Orbis made the effort. Holding out a hand to be shaken, he said, “Hi. I’m the Reverend Orbis McClune.”
She looked up, ignoring the hand. “I know what your damn name is. Listen. Did you understand what will happen if you push that button?”
He frowned at her. “I just said I did. It’ll destroy that star. Is that what you mean?”
“Yeah. That’s what I mean. It will neutralize its gravity, which means——can you guess?”
“Make it explode?” he hazarded.
“Damn straight it will explode,” she told him contemptuously. “Like the kind of explosion that will make everybody anywhere near it dead. Like it did Will Barendt when he blew up that moon—you didn’t believe Wan was going to let him go free, did you? Like the two of us.”
He was puzzled. “
But we’re dead already, really.”
“Idiot. That’s just our bodies. Remember, our works are going to be with us, and if this ship gets destroyed, as it will, what do you suppose is going to happen to them?” She nodded somberly. “So then we’ll be really, really dead, Mr. Reverend McClune. So no matter what he says, unless you want to be permanently dead, don’t push that button!”
He blinked at her. “You mean dead dead?”
“That’s exactly what I mean. Totally dead. No more alive in any form dead. Meet your Maker dead. Past this mortal coil dead.”
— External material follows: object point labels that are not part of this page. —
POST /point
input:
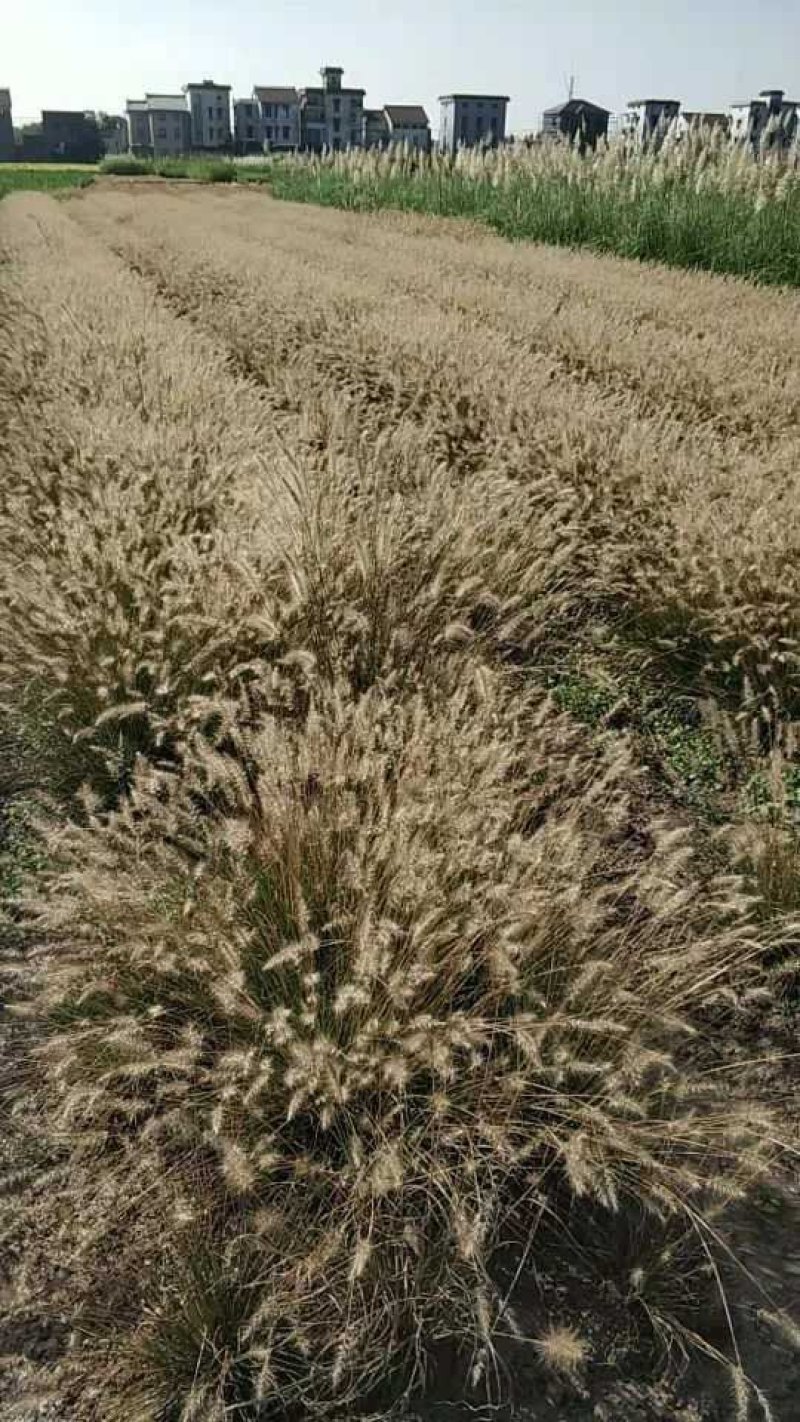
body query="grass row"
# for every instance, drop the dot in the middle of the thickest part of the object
(674, 223)
(41, 178)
He gazed at her in silence for a moment. Then, “Oh,” he said. “I see.”
17
* * *
In Achiever’s Ship
I
The spaceport on Forested Planet hadn’t changed in the time—what was it? A month or two, anyway—since Estrella and Stan landed there, but that wasn’t true of the spaceship that was waiting for them. It surely had. It was metallic, all right, but neither human silver nor Heechee blue. The front part of it was a shiny raspberry red. The middle was the pale green of a honeydew melon, and the rear—well, that was hard to describe because it kept changing. And the spacecraft was shaped like nothing so much as some weird species of squid, with little finlets up near the nose and tentacle shapes squirming around on the flickering tail. And it was big.
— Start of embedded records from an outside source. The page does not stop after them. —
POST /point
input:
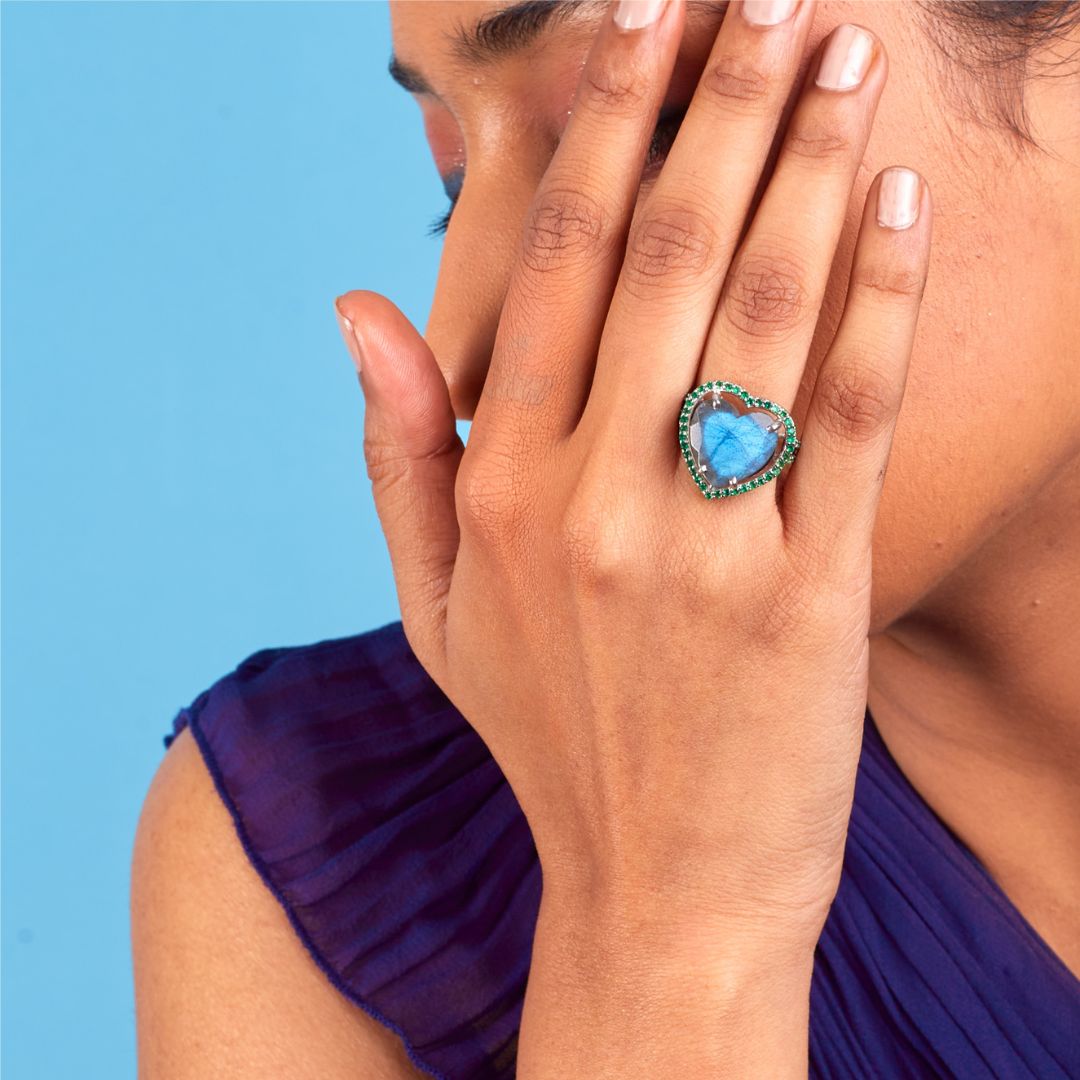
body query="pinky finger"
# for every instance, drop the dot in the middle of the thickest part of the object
(831, 497)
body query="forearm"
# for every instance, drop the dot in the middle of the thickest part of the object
(629, 993)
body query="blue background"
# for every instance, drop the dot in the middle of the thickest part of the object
(186, 188)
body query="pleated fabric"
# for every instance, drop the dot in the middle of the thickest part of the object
(379, 820)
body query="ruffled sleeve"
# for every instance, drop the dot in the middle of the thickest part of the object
(378, 819)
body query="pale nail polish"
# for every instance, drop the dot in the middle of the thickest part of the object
(899, 197)
(847, 58)
(351, 341)
(767, 12)
(636, 14)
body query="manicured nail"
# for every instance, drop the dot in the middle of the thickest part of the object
(349, 333)
(847, 57)
(900, 193)
(635, 14)
(767, 12)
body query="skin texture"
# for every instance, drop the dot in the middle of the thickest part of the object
(976, 554)
(971, 665)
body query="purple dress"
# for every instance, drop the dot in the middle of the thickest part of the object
(379, 820)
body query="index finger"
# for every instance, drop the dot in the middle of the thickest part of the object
(571, 242)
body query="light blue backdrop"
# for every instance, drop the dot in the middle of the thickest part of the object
(186, 188)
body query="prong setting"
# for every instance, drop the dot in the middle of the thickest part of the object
(788, 445)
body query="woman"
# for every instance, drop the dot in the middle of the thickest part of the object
(791, 812)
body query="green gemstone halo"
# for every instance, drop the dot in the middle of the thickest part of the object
(787, 447)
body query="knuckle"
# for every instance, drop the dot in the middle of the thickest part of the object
(670, 245)
(883, 283)
(731, 82)
(854, 402)
(596, 547)
(819, 142)
(613, 89)
(387, 464)
(765, 296)
(562, 227)
(490, 504)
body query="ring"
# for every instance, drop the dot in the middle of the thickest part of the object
(731, 441)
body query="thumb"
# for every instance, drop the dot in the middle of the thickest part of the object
(412, 448)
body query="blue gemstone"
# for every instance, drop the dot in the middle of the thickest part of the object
(730, 445)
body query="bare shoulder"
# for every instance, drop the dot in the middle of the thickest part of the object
(224, 987)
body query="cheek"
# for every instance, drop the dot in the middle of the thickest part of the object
(990, 413)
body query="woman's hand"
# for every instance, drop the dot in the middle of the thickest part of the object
(674, 687)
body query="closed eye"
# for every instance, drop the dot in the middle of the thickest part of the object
(663, 135)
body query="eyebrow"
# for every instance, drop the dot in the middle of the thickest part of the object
(494, 36)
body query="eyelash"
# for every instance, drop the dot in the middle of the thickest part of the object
(663, 136)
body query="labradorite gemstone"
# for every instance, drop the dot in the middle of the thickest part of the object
(728, 444)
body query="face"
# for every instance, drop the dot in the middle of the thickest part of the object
(991, 412)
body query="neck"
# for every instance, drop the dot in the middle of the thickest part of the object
(976, 692)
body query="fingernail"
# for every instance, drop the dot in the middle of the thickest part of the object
(767, 12)
(847, 57)
(899, 197)
(635, 14)
(349, 333)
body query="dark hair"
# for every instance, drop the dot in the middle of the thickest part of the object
(1001, 44)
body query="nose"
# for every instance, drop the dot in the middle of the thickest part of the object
(478, 253)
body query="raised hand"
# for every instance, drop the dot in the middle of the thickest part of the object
(673, 686)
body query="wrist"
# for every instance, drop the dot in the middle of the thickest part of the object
(623, 990)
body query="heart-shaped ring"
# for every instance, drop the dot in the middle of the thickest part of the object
(731, 441)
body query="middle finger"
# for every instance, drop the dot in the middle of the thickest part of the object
(686, 229)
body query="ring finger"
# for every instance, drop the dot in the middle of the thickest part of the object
(771, 298)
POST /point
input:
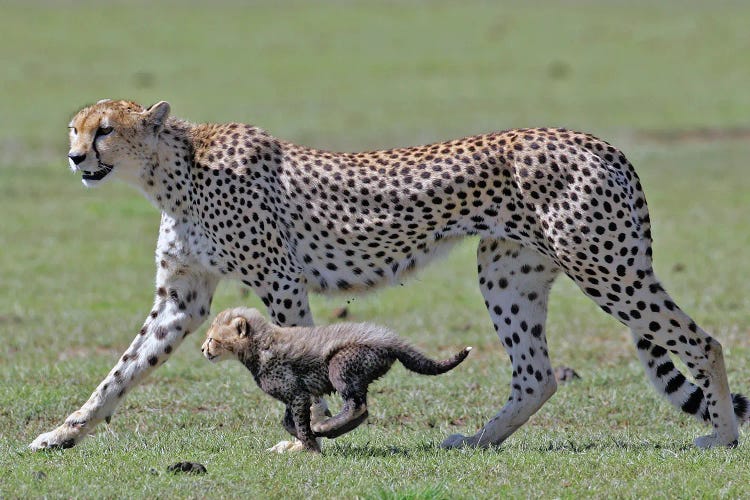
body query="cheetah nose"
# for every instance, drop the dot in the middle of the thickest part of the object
(77, 158)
Achiever was waiting for them on the landing deck, almost hopping with pleasure. “Welcome!” he cried. “To each of you I say, jointly and severally, welcome! As you see, I fortunately have excellent ship now at my disposal. Very new! Very speedy! Also very agile because, as you see, is interstellar spacecraft but is quite capable of transportation within planetary atmosphere as well. Now come, please, come aboard.” He led the way, walking dexterously backward the better to carry on a conversation with them. “Is this not quite excellent?” he asked with pride. “Of course it is a completely new ship entirely, this is going without saying. And—” he gave an explosive little titter—“is entirely mine. Now I ask a question of you: Have you comprehended how it is that spacecraft have become so technologically splendid? It is because Outside of Core, in recent centuries of Outside time, spacecraft of this kind have newly been invented—invented, that is to say, by inventors of my kind, not yours, of course. This particular spacecraft is provided to me for me, copilot and two of you being passengers. Reason for which,” he added, “relates to requirement that I am to spend much time in proximity with, or to, persons of your ethnicity. This requirement caused by previous errors in my apprehension, of which you know.”